El problema es que la bancada kirchnerista está en plena ebullición, con fuga de diputados motorizada por el díscolo Felipe Solá y el peronista cobista Enrique Thomas. La figura de Díaz Bancalari, identificado con el duhaldismo, podría acelerar la descomposición del bloque que actualmente conduce Rossi.
Solá había empezado el año sentado muy cerca de Rossi, en el sector derecho del recinto, aunque la última discusión parlamentaria del año lo encontró ocupando una banca en la banda izquierda, junto a los diputados radicales, como el líder de los díscolos que también dejaron el Frente para la Victoria.
Algo similar ocurrió con el ex aliado kirchnerista Miguel Bonasso, quien se reveló al veto presidencial a la Ley de Glaciares y debió mudarse de sección.
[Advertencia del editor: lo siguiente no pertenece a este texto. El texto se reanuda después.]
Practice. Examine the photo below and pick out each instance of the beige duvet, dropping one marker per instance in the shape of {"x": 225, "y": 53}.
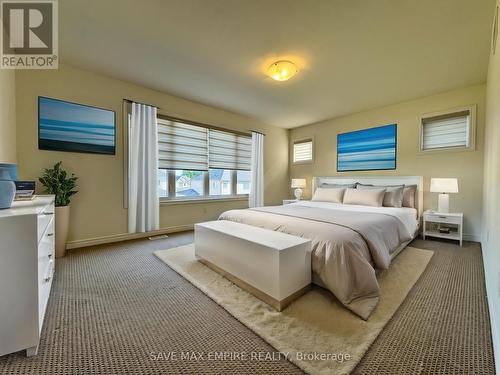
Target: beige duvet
{"x": 346, "y": 246}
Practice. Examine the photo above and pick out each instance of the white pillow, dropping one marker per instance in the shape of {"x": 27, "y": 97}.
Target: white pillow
{"x": 365, "y": 197}
{"x": 334, "y": 195}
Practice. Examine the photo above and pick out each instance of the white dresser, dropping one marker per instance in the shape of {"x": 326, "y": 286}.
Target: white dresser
{"x": 26, "y": 268}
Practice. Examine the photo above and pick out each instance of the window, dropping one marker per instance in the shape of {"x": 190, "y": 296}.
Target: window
{"x": 189, "y": 184}
{"x": 162, "y": 183}
{"x": 201, "y": 163}
{"x": 303, "y": 151}
{"x": 220, "y": 181}
{"x": 448, "y": 131}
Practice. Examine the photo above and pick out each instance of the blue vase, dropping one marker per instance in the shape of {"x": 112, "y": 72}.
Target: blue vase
{"x": 8, "y": 174}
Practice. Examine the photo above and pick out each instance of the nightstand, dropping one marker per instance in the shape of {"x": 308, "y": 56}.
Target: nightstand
{"x": 434, "y": 221}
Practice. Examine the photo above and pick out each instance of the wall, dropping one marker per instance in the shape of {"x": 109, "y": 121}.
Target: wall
{"x": 97, "y": 210}
{"x": 491, "y": 203}
{"x": 466, "y": 165}
{"x": 7, "y": 116}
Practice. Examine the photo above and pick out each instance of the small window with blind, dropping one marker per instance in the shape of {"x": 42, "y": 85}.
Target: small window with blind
{"x": 200, "y": 162}
{"x": 303, "y": 151}
{"x": 448, "y": 131}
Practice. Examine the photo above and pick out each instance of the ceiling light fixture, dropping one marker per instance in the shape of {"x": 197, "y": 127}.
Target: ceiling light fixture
{"x": 282, "y": 70}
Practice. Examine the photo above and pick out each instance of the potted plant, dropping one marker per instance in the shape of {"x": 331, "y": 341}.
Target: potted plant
{"x": 57, "y": 182}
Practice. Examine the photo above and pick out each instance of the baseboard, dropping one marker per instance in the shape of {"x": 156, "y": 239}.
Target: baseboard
{"x": 490, "y": 291}
{"x": 125, "y": 236}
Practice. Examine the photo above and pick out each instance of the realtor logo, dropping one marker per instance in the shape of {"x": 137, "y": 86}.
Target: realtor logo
{"x": 29, "y": 34}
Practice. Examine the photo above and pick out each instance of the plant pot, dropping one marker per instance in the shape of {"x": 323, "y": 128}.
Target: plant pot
{"x": 62, "y": 227}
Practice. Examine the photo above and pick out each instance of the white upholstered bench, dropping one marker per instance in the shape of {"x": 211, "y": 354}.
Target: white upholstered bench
{"x": 273, "y": 266}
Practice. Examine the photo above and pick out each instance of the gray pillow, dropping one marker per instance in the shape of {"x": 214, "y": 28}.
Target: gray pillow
{"x": 393, "y": 195}
{"x": 409, "y": 193}
{"x": 328, "y": 195}
{"x": 326, "y": 185}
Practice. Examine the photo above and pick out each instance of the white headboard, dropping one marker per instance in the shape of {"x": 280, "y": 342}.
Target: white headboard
{"x": 378, "y": 180}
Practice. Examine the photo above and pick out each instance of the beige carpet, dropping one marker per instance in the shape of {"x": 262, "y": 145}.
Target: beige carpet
{"x": 315, "y": 332}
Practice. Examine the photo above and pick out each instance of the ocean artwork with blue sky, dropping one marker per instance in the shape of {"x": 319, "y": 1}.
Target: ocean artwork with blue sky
{"x": 65, "y": 126}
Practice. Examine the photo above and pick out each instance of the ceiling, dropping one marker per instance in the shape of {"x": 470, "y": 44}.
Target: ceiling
{"x": 353, "y": 54}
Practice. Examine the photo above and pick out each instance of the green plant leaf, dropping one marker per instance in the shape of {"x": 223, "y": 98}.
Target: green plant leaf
{"x": 57, "y": 182}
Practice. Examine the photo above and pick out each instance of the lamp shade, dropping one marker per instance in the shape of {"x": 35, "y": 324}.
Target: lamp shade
{"x": 444, "y": 185}
{"x": 298, "y": 183}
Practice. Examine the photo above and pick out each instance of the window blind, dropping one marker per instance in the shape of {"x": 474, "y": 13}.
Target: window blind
{"x": 446, "y": 131}
{"x": 302, "y": 151}
{"x": 182, "y": 146}
{"x": 229, "y": 151}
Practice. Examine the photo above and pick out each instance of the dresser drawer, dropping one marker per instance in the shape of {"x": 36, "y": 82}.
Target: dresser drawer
{"x": 46, "y": 244}
{"x": 443, "y": 219}
{"x": 45, "y": 275}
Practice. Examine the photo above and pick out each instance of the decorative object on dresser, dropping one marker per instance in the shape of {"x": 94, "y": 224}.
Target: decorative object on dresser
{"x": 8, "y": 174}
{"x": 57, "y": 182}
{"x": 298, "y": 184}
{"x": 26, "y": 270}
{"x": 443, "y": 186}
{"x": 443, "y": 225}
{"x": 25, "y": 190}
Luego de quebrar todo tipo de cercanía al FpV, Bonasso hizo sus maletas y fue a sentarse junto al jefe del Espacio Sí, Eduardo Macaluse, quien lo apoyó con el tema de los glaciares, y se ofreció gustoso a recibirlo en sus pagos, lejos de Rossi. La diputada Marta Velarde también dejó el kirchnerismo, pero en un movimiento más brusco, se pasó sin escalas a las filas de la Coalición Cívica, grupo que lidera Adrián Pérez.